Allscripts adopts shareholder rights plan

CHICAGO (AP) — Allscripts Healthcare Solutions Inc. said Monday that it adopted a "poison pill" shareholder rights measure to ward off an unwanted takeover after the electronic health records company fired its chairman and reported a steep drop in first-quarter earnings last month.

The Chicago company said shareholders will be entitled to buy a new series of Allscripts preferred shares at a 50 percent discount under certain circumstances — if a person or group buys 10 percent or more of its common stock without board approval, for example.

Allscripts said the plan will allow stockholders to realize the long-term value of their investment and protect them from unfair takeover attempts. New Chairman Dennis Chookaszian said in a statement the board believes the company's current share price doesn't reflect its long-term potential. The stock has fallen more than 44 percent since the start of the year.
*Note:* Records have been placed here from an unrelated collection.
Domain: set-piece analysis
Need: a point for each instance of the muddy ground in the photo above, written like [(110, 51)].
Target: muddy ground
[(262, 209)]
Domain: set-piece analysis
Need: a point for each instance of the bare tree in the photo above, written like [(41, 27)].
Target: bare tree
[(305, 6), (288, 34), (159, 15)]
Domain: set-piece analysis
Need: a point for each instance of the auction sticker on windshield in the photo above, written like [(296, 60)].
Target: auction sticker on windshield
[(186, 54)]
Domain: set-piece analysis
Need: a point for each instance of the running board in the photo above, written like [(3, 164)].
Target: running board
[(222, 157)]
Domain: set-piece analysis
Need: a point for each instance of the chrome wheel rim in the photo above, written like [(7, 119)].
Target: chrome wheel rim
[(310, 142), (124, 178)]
The company said the shareholder rights plan was not adopted in response to any hostile takeover attempt.

Allscripts appointed Chookaszian chairman April 30, a few days after it announced the firing of former Chairman Phil Pead and said three other directors had resigned from its board. The company said that Chief Financial Officer Bill Davis will leave this month as well.

Allscripts said late last month that its net income plunged 54 percent on lower sales, bigger investments in product development and other costs. Its adjusted earnings of 12 cents per share were half of what analysts expected.

Allscripts also cut its earnings outlook and now forecasts an adjusted profit of 74 to 80 cents per share in 2012, down from a previous projection of $1.06 to $1.10 per share.